More than two dozen radicals, broken up into two- or three-member teams, were to assemble bombs made from everyday items on as many as 10 airplanes and blow them up as they traveled from Britain to the United States.

One intelligence official said not all the attackers knew one another, following operational security lessons taught in Al Qeida training manuals.

Among other Al Qaeda trademarks:

— The plan was complex and had a carefully timed sequence for maximum dramatic impact.

— Financial and training support came from Pakistan, a hub for extremists where at least two of plot participants traveled.

"Certainly in terms of the complexity, the sophistication, the international dimension and the number of people involved, this plot has the hallmarks of an Al Qaeda-type plot," Homeland Security Secretary Michael Chertoff said Friday.

An intelligence official said that investigators are focusing on whether one of the people arrested early in the Pakistan investigation was an operational planner. The official said Rashid Rauf, who has also been identified by Pakistanis as a key player, spent a lot of time overseeing the plotters and providing instructions to them.

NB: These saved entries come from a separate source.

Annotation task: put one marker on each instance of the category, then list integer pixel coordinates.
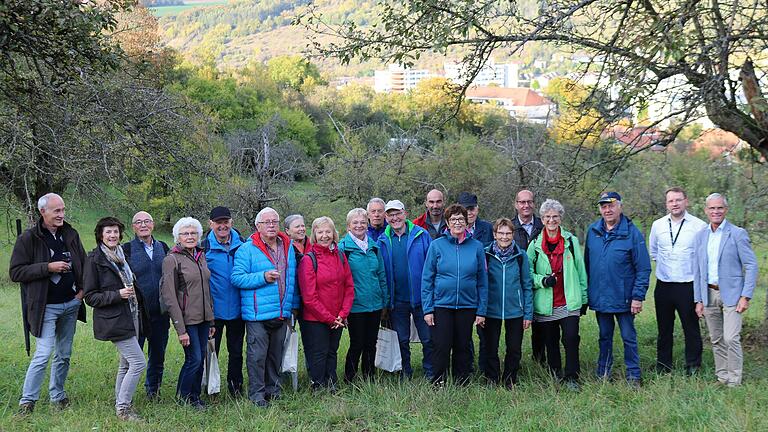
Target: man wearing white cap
(403, 247)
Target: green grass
(166, 11)
(672, 402)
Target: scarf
(554, 247)
(362, 244)
(503, 254)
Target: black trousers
(235, 335)
(452, 337)
(513, 338)
(677, 297)
(321, 344)
(363, 334)
(537, 343)
(570, 339)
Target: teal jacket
(371, 293)
(510, 293)
(455, 276)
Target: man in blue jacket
(403, 247)
(220, 246)
(145, 255)
(618, 270)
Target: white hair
(42, 202)
(375, 200)
(716, 196)
(187, 222)
(356, 212)
(264, 211)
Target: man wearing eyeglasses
(403, 247)
(145, 255)
(265, 272)
(527, 227)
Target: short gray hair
(716, 196)
(356, 212)
(187, 222)
(291, 219)
(42, 202)
(551, 204)
(264, 211)
(375, 200)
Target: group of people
(444, 273)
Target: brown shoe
(25, 409)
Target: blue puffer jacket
(368, 273)
(418, 244)
(259, 300)
(455, 276)
(510, 291)
(618, 266)
(226, 297)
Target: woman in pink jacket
(327, 292)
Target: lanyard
(674, 239)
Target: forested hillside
(239, 32)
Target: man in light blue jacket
(220, 246)
(618, 272)
(725, 275)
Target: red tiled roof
(517, 96)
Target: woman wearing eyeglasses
(559, 291)
(454, 292)
(509, 302)
(186, 292)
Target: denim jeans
(191, 374)
(606, 324)
(158, 341)
(56, 338)
(401, 323)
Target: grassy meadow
(668, 402)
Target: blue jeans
(56, 338)
(191, 374)
(605, 322)
(158, 341)
(401, 323)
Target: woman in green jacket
(371, 294)
(559, 290)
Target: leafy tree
(702, 55)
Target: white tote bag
(388, 351)
(290, 352)
(414, 332)
(211, 372)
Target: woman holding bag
(119, 315)
(327, 293)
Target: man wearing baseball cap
(220, 246)
(403, 247)
(618, 270)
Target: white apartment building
(502, 75)
(398, 79)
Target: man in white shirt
(671, 243)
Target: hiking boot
(128, 414)
(25, 409)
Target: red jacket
(329, 292)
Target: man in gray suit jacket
(725, 275)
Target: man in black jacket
(527, 227)
(48, 261)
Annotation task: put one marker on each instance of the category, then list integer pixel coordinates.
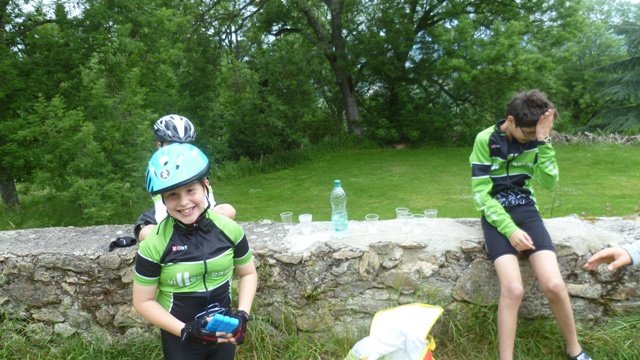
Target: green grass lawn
(595, 180)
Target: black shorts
(526, 218)
(173, 349)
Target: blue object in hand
(222, 323)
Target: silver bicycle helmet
(174, 128)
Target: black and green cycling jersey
(501, 174)
(192, 266)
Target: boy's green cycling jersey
(501, 174)
(192, 266)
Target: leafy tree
(621, 90)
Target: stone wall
(66, 277)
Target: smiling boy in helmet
(184, 270)
(171, 129)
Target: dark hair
(526, 107)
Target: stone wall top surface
(440, 235)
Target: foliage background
(81, 82)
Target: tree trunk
(9, 193)
(334, 49)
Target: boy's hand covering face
(543, 128)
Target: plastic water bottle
(339, 217)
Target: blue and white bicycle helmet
(175, 165)
(174, 128)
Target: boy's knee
(554, 288)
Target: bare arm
(248, 284)
(616, 257)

Pakistan is questioning at least 17 people, including Rauf and one other British national whose name has not been released. Authorities in Pakistan believe they have nabbed the main players in the plot, but say two or three people are still at large.

Because of Rauf's suspected ties to Al Qaeda figures, some in government believe there is a high probability the group will be connected to the plot, the intelligence official said. It was not clear how cooperative he has been with interrogators.

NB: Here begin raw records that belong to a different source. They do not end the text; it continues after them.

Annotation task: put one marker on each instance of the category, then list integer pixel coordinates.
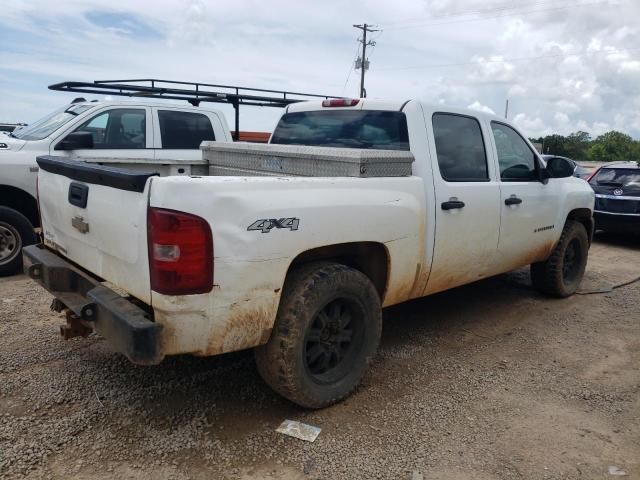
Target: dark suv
(617, 188)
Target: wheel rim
(333, 340)
(571, 261)
(10, 243)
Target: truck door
(467, 199)
(529, 207)
(118, 133)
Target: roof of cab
(622, 164)
(390, 105)
(145, 103)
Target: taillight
(180, 252)
(340, 102)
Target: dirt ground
(487, 381)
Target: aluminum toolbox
(250, 159)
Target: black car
(617, 188)
(578, 171)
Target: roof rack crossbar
(170, 90)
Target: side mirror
(76, 141)
(560, 167)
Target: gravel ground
(488, 381)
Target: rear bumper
(126, 326)
(617, 222)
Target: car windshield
(344, 128)
(49, 124)
(618, 177)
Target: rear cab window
(518, 162)
(460, 148)
(184, 130)
(618, 177)
(366, 129)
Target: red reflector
(340, 102)
(180, 252)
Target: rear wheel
(15, 232)
(327, 330)
(560, 275)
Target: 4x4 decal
(265, 225)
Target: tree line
(609, 147)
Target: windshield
(344, 128)
(49, 124)
(618, 177)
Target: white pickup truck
(300, 266)
(110, 132)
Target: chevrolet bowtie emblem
(79, 224)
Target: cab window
(460, 148)
(184, 129)
(117, 129)
(517, 161)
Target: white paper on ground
(299, 430)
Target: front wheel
(560, 275)
(15, 232)
(326, 332)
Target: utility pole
(362, 62)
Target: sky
(564, 65)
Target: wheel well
(370, 258)
(20, 201)
(585, 217)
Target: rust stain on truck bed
(246, 326)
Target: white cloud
(459, 52)
(481, 108)
(561, 119)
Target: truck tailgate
(96, 216)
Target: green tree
(612, 146)
(554, 145)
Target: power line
(400, 23)
(512, 59)
(481, 19)
(364, 63)
(355, 55)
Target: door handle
(452, 204)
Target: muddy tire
(15, 232)
(560, 275)
(326, 332)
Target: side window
(184, 129)
(516, 159)
(118, 128)
(460, 148)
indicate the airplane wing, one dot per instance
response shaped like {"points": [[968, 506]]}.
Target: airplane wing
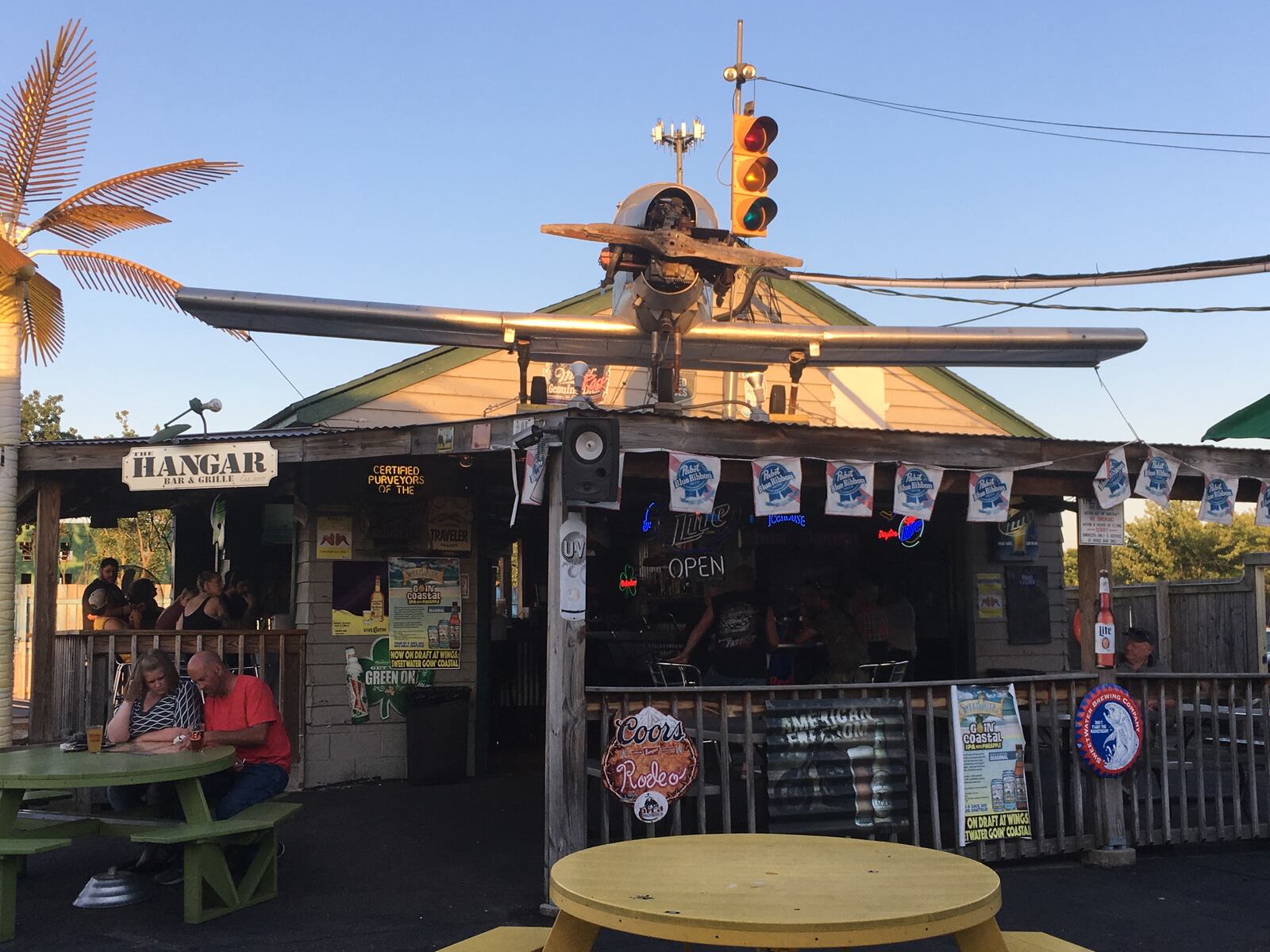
{"points": [[733, 346]]}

Some agencies have also focused on an Al Qaeda explosives expert in Pakistan named Matuir Rehman, but his involvement is not certain and a matter of debate within the U.S. government.

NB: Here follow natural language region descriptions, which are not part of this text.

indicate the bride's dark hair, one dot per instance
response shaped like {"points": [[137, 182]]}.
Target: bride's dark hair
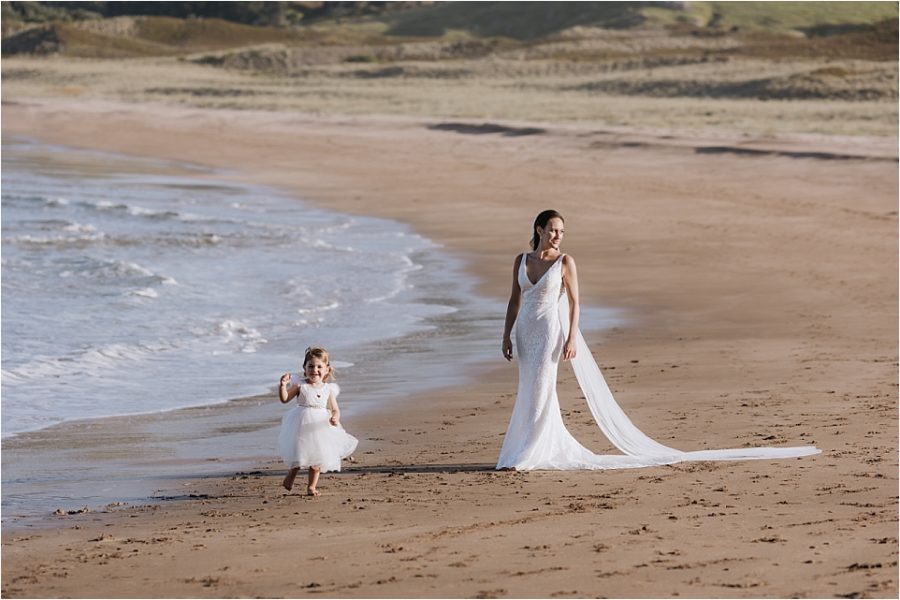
{"points": [[541, 221]]}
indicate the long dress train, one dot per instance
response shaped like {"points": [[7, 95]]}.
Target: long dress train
{"points": [[537, 438]]}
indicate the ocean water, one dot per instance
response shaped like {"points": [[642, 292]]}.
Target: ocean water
{"points": [[135, 286], [140, 287]]}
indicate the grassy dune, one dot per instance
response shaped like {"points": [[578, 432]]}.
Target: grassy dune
{"points": [[758, 67]]}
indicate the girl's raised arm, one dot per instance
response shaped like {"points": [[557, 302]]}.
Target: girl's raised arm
{"points": [[334, 408], [286, 394]]}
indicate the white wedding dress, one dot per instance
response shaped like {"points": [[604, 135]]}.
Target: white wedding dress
{"points": [[537, 438]]}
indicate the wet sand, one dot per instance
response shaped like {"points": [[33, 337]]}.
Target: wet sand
{"points": [[759, 276]]}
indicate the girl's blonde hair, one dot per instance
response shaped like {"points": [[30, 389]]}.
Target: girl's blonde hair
{"points": [[322, 354]]}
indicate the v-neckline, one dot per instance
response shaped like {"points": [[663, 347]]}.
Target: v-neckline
{"points": [[544, 274]]}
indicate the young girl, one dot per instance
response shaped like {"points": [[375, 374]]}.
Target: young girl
{"points": [[309, 436]]}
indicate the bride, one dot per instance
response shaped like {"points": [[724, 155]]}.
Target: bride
{"points": [[544, 308]]}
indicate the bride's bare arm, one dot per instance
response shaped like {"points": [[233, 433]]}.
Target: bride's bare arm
{"points": [[512, 311], [570, 280]]}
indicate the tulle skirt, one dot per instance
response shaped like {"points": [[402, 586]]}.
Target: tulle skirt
{"points": [[307, 439]]}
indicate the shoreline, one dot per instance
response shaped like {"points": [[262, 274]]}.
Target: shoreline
{"points": [[762, 322], [246, 427]]}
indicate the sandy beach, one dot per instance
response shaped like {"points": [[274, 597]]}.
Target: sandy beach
{"points": [[758, 274]]}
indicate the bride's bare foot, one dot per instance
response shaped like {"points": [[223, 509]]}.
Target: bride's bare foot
{"points": [[288, 482]]}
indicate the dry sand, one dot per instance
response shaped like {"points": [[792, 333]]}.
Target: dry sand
{"points": [[762, 294]]}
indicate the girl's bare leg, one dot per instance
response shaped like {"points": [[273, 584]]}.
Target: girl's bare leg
{"points": [[288, 482], [312, 480]]}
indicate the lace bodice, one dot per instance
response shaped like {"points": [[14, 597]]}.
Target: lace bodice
{"points": [[316, 397]]}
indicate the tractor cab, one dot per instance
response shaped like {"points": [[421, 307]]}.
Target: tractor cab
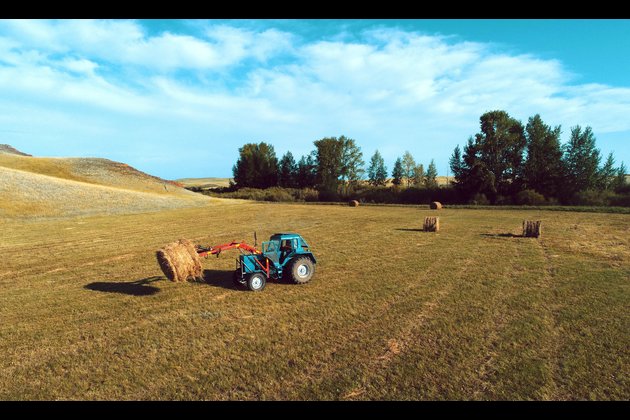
{"points": [[281, 247], [283, 255]]}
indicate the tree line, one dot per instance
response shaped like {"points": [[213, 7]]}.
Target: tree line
{"points": [[505, 162], [335, 164], [506, 159]]}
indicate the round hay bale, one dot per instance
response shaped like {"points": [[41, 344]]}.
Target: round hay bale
{"points": [[179, 261], [190, 248], [431, 224]]}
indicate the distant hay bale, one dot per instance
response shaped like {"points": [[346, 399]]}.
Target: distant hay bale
{"points": [[531, 228], [431, 224], [179, 260]]}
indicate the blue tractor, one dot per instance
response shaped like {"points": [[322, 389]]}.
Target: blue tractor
{"points": [[285, 255]]}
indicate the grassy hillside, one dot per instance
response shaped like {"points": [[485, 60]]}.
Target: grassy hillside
{"points": [[7, 148], [205, 182], [472, 312], [54, 187], [93, 171]]}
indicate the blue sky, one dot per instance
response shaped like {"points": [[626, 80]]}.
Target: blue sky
{"points": [[178, 98]]}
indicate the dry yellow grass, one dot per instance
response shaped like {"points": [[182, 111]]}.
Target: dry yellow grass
{"points": [[392, 313]]}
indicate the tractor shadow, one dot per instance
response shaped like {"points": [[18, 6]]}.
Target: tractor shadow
{"points": [[501, 235], [140, 287], [223, 279], [220, 278], [410, 230]]}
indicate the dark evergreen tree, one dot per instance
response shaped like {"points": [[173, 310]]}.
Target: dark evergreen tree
{"points": [[257, 166], [351, 170], [620, 179], [430, 179], [306, 172], [409, 164], [581, 161], [418, 176], [287, 176], [543, 168], [397, 172], [377, 171], [606, 174], [329, 155], [500, 145]]}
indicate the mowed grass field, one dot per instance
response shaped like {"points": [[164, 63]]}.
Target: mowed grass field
{"points": [[471, 312]]}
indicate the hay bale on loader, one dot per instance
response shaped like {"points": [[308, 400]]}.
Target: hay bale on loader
{"points": [[179, 260], [431, 224], [531, 228]]}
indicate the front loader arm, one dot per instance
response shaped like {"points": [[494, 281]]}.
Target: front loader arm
{"points": [[217, 249]]}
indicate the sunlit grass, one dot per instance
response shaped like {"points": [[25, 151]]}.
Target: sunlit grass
{"points": [[471, 312]]}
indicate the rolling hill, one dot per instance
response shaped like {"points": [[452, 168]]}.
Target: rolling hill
{"points": [[52, 187]]}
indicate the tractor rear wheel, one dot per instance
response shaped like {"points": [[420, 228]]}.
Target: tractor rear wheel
{"points": [[236, 277], [301, 270], [256, 282]]}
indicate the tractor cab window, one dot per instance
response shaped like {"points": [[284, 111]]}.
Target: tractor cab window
{"points": [[286, 245], [270, 247]]}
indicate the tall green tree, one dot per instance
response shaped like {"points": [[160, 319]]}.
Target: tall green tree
{"points": [[606, 174], [471, 173], [581, 160], [492, 162], [377, 171], [351, 170], [456, 165], [287, 176], [543, 170], [620, 179], [256, 167], [500, 145], [329, 155], [408, 164], [418, 175], [397, 173], [306, 176], [430, 179]]}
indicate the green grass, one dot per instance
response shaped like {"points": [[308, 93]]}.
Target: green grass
{"points": [[472, 312]]}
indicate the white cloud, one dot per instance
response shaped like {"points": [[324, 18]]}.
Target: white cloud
{"points": [[389, 89]]}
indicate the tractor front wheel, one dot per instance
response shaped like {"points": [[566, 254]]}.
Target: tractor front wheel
{"points": [[256, 282], [301, 270], [236, 277]]}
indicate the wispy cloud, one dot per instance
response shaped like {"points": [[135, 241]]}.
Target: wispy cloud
{"points": [[390, 89]]}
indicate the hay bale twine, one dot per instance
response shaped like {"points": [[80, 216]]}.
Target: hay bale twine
{"points": [[179, 261], [431, 224], [532, 228]]}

Counterterrorism officials are particularly reviewing the plotters' connections to Pakistan, where Al Qaeda has a substantial base. An intelligence agency recently intercepted a message from that country to the plotters in Britain urging them to move forward, after arrests were made in Pakistan, said a Western government official who spoke on condition of anonymity.

Bin Laden is believed to be hiding in the region along the Afghan-Pakistan border.

The disrupted plot has intelligence analysts taking a second look at questions such as what motivates citizens of a democratic country who are under age 25 to become radicalized, then leave their home country for terrorist training and return.

An important question to improve the understanding of terror groups, the official said: "How do they have, at that age, that level of training and expertise and everything to carry out such a sophisticated effort?"

It's not yet clear why the young radicals designed the latest attack plan, but officials suspect it may be based on a foiled plot from the mid-1990s. Then, Al Qaeda was planning to blow up about a dozen airplanes on trans-Pacific flights, but a fire in a Manila apartment foiled them.

Chertoff noted the similarity, calling it "certainly reminiscent" of a plot devised by senior Al Qaeda figure, Khalid Sheikh Mohammed, who was also behind the Sept. 11, 2001 attack on the United States.

"Very sophisticated, the idea of multiple terrorist attacks at the same time," he said Sunday on ABC's "This Week." "When you put those pieces together it is certainly the scope and scale that is comparable to the worst that Al Qaeda has done."

Al Qaeda has returned to attacks that don't go off as planned. The 1993 World Trade Center bombing killed six, rather than the hundreds or thousands that Al Qaeda normally targets. The group returned to the target in 2001, with devastating effects.

The 2000 attack on the USS Cole was preceded by an attempted strike on the USS The Sullivans, but the attack boat sank because it was loaded with too many explosives.

CIA Director Michael Hayden told an audience this spring that Al Qaeda and its affiliates "still pose the greatest threat to the homeland and US interests abroad" of any single terrorist group.

Yet he and his two predecessors — George Tenet and Porter Goss — have warned the threat from Al Qaeda is evolving from an organization based in Afghanistan to an amorphous ideology with a wider geographic reach.

A former intelligence official, who spoke on condition of anonymity, said the surprising aspect of the latest attack plan was the size of the operation.

The number of people involved, its sophistication and its scope indicate extremist networks still have substantial capabilities, the official said.

"To get that many people to take part in something like this ... that are not wannabes or people who are just copycats or looking up how to do this on the Wikipedia, there must be some more sophisticated links back to central Al Qaeda," the official said.